There’s a few options for Owncast:
federated “I’m Live” posts if you follow the account
I guess one advantage of a community sharing an Owncast server is: we are communally building a following instead of all of us separately? Would definitely work better for artists working in a similar genre, could act as a method of discovery that way?
Just been reading a bunch of stuff about whether the two can be used together in some way and stumbled across this. Thought the Replays bit was interesting: Upcoming Owncast features · Gabe Kangas
In this sense, it’d act as little promo clips for the ongoing music vid server, like Adult Swim’s Off the Air has done between new episodes. Would be such a cool link up to have down the road!
i think you are right about peertube notification - it’s just a new post like any other video upload – which includes the title, hashtags, link to video, in situ player (on mastodon anyway)
also any live streams show up on the “Browse Videos” link for the server under “Current Lives”
At some point I thought Peertube team was going to host a flagship instance that would be like an aggregator… so more than just sepiasearch.org and if that ever happened things would become more visible.
I asked about a “syndication” capability (something like a collection of servers that could rebroadcast each other’s content when nothing else is playing) and some of these features lean in that direction. Each owncast being a mini-directory is cool. A decentralized directory of sorts.
In theory, any PT service could be an aggregator for all fediverse video. But it doesn’t seem to work that way in practice. I’m guessing because of concerns about services suffering reputational damage or legal consequences for videos hosted elsewhere?
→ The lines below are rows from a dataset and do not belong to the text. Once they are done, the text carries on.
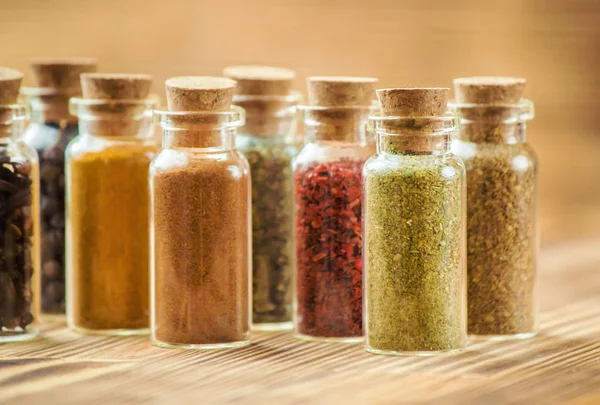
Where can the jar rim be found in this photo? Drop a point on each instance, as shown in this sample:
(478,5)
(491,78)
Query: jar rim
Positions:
(294,97)
(524,108)
(234,117)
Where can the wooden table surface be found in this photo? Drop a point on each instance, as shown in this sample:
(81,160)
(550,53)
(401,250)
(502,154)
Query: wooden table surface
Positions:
(561,365)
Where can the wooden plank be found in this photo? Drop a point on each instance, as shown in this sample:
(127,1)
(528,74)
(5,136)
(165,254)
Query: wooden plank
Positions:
(561,364)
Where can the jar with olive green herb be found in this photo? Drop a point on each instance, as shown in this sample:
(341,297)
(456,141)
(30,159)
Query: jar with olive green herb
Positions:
(414,228)
(502,229)
(267,140)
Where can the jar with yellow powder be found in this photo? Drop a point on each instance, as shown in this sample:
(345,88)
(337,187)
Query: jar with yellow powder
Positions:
(108,206)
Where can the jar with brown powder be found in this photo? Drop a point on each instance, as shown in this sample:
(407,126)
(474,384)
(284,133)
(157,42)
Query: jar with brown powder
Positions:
(201,220)
(51,129)
(108,269)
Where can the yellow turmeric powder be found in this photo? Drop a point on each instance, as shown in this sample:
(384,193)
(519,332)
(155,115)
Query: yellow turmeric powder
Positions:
(108,231)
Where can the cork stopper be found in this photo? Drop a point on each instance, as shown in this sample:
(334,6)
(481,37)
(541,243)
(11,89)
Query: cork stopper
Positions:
(115,86)
(119,114)
(10,82)
(413,102)
(422,107)
(340,91)
(489,90)
(261,80)
(199,93)
(60,73)
(491,107)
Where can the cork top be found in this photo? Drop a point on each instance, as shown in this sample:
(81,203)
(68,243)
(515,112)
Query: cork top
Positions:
(115,86)
(489,90)
(10,82)
(341,91)
(60,73)
(413,102)
(261,80)
(199,93)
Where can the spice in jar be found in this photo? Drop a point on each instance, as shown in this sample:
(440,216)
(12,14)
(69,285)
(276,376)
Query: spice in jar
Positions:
(502,243)
(201,225)
(108,210)
(267,139)
(50,130)
(414,228)
(328,192)
(19,218)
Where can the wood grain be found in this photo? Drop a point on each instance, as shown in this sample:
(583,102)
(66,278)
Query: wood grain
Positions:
(560,365)
(553,43)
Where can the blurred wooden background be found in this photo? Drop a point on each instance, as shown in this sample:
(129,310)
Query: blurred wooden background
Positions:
(555,44)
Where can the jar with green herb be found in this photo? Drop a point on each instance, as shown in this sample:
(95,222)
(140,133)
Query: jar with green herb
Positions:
(502,189)
(414,228)
(267,139)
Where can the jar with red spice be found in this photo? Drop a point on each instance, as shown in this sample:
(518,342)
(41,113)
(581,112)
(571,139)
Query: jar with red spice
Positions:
(328,194)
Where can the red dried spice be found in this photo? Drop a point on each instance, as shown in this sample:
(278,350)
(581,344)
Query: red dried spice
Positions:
(329,249)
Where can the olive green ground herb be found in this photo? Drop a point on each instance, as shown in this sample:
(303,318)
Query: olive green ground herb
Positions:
(501,243)
(502,231)
(415,283)
(272,229)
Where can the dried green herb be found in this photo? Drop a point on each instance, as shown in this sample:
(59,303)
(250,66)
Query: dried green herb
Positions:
(502,237)
(272,227)
(413,243)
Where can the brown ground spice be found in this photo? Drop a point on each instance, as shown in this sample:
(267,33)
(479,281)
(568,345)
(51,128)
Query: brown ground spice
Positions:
(202,253)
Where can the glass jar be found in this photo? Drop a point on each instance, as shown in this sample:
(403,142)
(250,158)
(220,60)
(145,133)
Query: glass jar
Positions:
(201,233)
(50,130)
(268,141)
(502,226)
(107,165)
(414,231)
(20,222)
(328,192)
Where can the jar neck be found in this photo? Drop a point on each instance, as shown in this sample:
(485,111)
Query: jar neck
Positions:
(495,124)
(336,124)
(413,135)
(12,122)
(210,140)
(49,106)
(406,144)
(114,118)
(206,130)
(269,116)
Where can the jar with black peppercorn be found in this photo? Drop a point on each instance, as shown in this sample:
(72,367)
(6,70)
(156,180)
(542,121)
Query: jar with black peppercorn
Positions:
(19,218)
(267,139)
(328,191)
(50,130)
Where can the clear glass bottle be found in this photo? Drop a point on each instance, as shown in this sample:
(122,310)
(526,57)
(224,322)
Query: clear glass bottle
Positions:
(328,192)
(107,165)
(502,226)
(268,140)
(201,232)
(50,130)
(20,222)
(414,233)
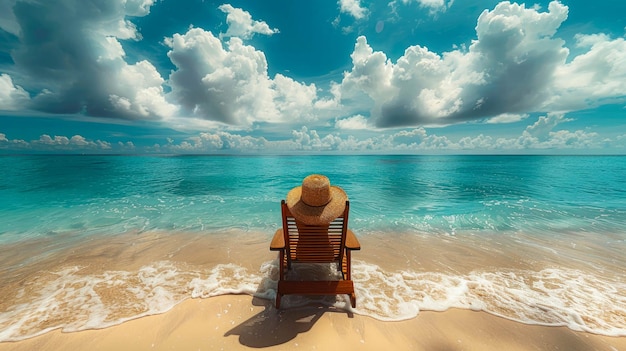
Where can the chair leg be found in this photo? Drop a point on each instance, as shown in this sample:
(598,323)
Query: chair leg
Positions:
(278,296)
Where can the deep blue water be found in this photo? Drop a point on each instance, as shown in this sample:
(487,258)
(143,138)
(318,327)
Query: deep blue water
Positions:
(535,239)
(44,195)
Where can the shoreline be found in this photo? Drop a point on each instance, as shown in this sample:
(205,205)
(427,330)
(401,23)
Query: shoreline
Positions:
(117,279)
(239,322)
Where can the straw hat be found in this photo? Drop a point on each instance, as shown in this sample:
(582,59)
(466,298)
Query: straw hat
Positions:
(316,202)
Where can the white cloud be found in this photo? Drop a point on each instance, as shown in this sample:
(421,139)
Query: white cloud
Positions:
(354,122)
(230,83)
(12,97)
(509,70)
(433,6)
(353,8)
(508,118)
(241,24)
(79,65)
(594,77)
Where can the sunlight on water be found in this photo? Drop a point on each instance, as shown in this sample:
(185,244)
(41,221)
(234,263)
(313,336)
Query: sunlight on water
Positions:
(89,242)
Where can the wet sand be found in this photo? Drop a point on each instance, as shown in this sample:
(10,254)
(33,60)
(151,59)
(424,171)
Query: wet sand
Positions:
(231,322)
(242,322)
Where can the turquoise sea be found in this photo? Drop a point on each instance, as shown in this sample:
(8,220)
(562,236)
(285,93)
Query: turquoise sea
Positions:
(93,241)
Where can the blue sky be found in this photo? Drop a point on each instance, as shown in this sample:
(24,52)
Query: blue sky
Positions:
(287,76)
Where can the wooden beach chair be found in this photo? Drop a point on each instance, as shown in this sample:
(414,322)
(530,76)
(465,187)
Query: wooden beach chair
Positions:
(300,243)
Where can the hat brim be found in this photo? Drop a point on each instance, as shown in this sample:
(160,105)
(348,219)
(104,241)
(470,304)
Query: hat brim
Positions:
(316,215)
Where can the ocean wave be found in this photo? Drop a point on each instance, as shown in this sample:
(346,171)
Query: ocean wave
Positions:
(72,300)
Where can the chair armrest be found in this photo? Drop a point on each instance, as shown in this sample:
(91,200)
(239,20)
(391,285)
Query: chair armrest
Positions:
(278,241)
(352,243)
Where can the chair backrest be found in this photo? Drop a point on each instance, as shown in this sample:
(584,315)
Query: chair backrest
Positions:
(313,243)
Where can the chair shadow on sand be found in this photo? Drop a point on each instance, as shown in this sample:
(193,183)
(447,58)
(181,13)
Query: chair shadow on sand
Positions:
(272,327)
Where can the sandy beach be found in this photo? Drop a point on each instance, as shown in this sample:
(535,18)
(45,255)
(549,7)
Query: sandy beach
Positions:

I think the default is for PT is open federation outwards (anyone in the fediverse can find and follow), but opt-in federation inwards. So admins have to manually approve a remote service before any of its videos appear in their search.
I can understand this from the point of view of services not wanting to surface remote videos that go against their own moderation policy. But it does make searching video in the fediverse more confusing, and more difficult. Ideally you’d be able to go to a PT service and choose between 3 search scopes;
Videos on this service
Videos on remote services vetted by us (the current model)
All video in the fediverse (except for blocked videos, channels, or services)
There are two things blocking this. An interface that makes it crystal clear when a video is local, vetted, and unvetted, and the fact that a lot of people (including regulators) still can’t grasp the concept of media posted on one service being available on a different service. Sepia Search is a band-aid measure while these problems are solved.